Jameson Taylor is director of policy and legislative affairs for American Family Association. He says as currently written, the bill would eviscerate almost every religious freedom protection that currently exists and weaponize federal agencies against people of faith.
"[That's why] it is absolutely necessary that the Respect for Marriage Act get amended so that it authentically protects religious freedom," Jameson emphasizes.
AFA is asking its supporters to flood their senator's office with calls and emails expressing two concerns.
"The first is that there is a real potential for harm from the weaponization of federal agencies – the IRS, the FBI," Jameson explains. "The second thing that you can share with your senator is that there is a real option to protect religious freedom with the Mike Lee amendment."
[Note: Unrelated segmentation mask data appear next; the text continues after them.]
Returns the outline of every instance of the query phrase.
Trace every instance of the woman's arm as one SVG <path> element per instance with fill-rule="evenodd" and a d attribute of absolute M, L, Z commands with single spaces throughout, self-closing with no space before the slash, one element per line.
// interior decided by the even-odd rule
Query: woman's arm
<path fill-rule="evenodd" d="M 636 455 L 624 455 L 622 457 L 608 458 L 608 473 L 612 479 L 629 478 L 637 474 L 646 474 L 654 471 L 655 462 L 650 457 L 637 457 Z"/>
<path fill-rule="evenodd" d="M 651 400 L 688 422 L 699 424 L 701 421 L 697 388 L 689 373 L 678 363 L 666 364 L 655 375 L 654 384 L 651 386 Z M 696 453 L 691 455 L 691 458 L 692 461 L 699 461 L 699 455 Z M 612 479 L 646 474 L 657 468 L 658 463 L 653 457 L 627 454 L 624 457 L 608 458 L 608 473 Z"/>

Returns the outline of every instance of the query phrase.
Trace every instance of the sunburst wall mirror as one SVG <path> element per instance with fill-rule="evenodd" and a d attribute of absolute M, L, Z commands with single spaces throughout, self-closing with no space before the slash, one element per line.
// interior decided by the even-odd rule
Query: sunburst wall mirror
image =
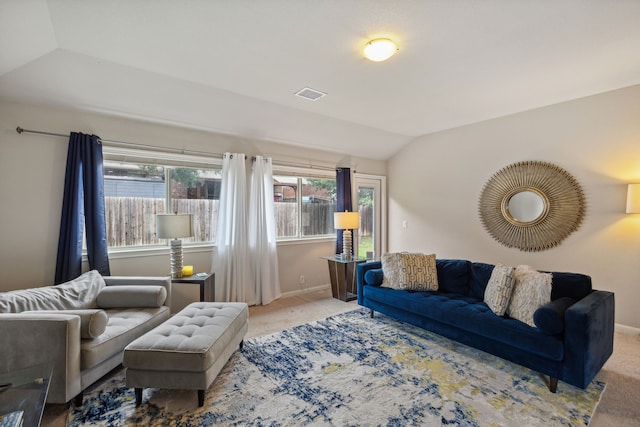
<path fill-rule="evenodd" d="M 523 251 L 553 248 L 580 227 L 585 197 L 566 170 L 547 162 L 511 164 L 485 184 L 482 225 L 498 242 Z"/>

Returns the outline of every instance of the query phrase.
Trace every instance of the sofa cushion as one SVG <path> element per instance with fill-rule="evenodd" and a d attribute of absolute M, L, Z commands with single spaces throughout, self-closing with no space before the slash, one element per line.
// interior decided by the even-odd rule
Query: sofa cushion
<path fill-rule="evenodd" d="M 484 302 L 498 316 L 504 316 L 513 293 L 514 268 L 498 264 L 494 267 L 484 292 Z"/>
<path fill-rule="evenodd" d="M 533 313 L 533 322 L 545 334 L 554 335 L 564 331 L 564 313 L 576 300 L 569 297 L 551 301 Z"/>
<path fill-rule="evenodd" d="M 551 301 L 551 273 L 541 273 L 528 265 L 515 269 L 515 287 L 507 314 L 535 327 L 533 313 Z"/>
<path fill-rule="evenodd" d="M 591 293 L 591 277 L 579 273 L 553 272 L 551 300 L 562 297 L 580 300 Z"/>
<path fill-rule="evenodd" d="M 374 268 L 364 273 L 364 281 L 367 285 L 380 286 L 384 280 L 381 268 Z"/>
<path fill-rule="evenodd" d="M 469 274 L 469 296 L 479 300 L 484 299 L 484 290 L 489 283 L 491 273 L 493 272 L 493 264 L 485 264 L 482 262 L 472 262 Z"/>
<path fill-rule="evenodd" d="M 438 290 L 445 293 L 469 293 L 471 263 L 463 259 L 437 259 Z"/>
<path fill-rule="evenodd" d="M 114 354 L 124 352 L 131 341 L 169 319 L 169 307 L 105 310 L 109 321 L 100 336 L 80 343 L 80 368 L 99 365 Z"/>
<path fill-rule="evenodd" d="M 55 286 L 0 293 L 0 313 L 33 310 L 78 310 L 96 308 L 96 297 L 105 287 L 96 270 Z"/>
<path fill-rule="evenodd" d="M 107 286 L 98 294 L 101 308 L 161 307 L 167 299 L 164 286 Z"/>
<path fill-rule="evenodd" d="M 107 328 L 109 316 L 104 310 L 85 309 L 85 310 L 35 310 L 23 311 L 23 313 L 42 313 L 42 314 L 71 314 L 80 317 L 80 338 L 92 339 L 102 335 Z"/>
<path fill-rule="evenodd" d="M 377 286 L 365 286 L 365 298 L 387 307 L 398 307 L 401 312 L 428 318 L 455 327 L 466 335 L 500 342 L 551 360 L 562 360 L 564 345 L 557 335 L 546 335 L 518 320 L 497 316 L 477 298 L 444 294 L 441 292 L 399 291 Z M 383 311 L 384 312 L 384 311 Z"/>

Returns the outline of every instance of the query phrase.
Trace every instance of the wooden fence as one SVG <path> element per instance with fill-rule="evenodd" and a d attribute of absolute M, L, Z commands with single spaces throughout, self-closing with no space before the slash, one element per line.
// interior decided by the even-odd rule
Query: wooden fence
<path fill-rule="evenodd" d="M 165 213 L 165 199 L 143 197 L 105 197 L 107 246 L 141 246 L 162 243 L 156 237 L 156 215 Z M 218 217 L 218 200 L 176 199 L 169 212 L 193 214 L 194 237 L 183 242 L 211 242 L 215 228 L 211 218 Z"/>
<path fill-rule="evenodd" d="M 218 200 L 175 199 L 169 212 L 193 214 L 194 237 L 183 238 L 184 243 L 215 241 L 215 226 L 211 218 L 218 218 Z M 156 237 L 156 215 L 165 213 L 165 199 L 143 197 L 105 197 L 108 247 L 144 246 L 163 243 Z M 295 202 L 275 204 L 277 237 L 297 235 Z M 333 234 L 333 203 L 303 203 L 302 236 Z M 370 207 L 360 207 L 362 235 L 372 231 L 373 215 Z"/>

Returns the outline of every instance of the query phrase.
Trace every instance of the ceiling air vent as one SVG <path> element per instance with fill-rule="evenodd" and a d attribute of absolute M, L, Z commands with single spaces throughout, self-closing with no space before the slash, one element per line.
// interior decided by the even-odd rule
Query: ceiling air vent
<path fill-rule="evenodd" d="M 305 87 L 304 89 L 300 89 L 295 93 L 296 96 L 300 98 L 308 99 L 310 101 L 317 101 L 326 95 L 324 92 L 320 92 L 319 90 L 311 89 L 310 87 Z"/>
Twelve Republican senators broke ranks and voted on November 16 for the bill to move forward. According to Jameson, at least three of those need to be persuaded to vote against the measure when it comes up for a final vote.
"There were several surprises among the [Republican] senators who voted for the Respect for Marriage Act," he tells AFN. "[For example] Todd Young of Indiana, Shelley Moore Capito of West Virginia, Joni Ernst of Iowa, Roy Blunt of Missouri."
But the AFA spokesman emphasizes all of those Republican senators need to hear all the voices of those who oppose H.R.8404 – not just from those who are their constituents.
"We need to get as many calls as we can into the U.S. Senate so that other senators can be aware of these problems," Jameson concludes. "[Then] they could share these sentiments with their other colleagues."
Editor's Note: The American Family Association is the parent organization of the American Family News Network, which operates AFN.net.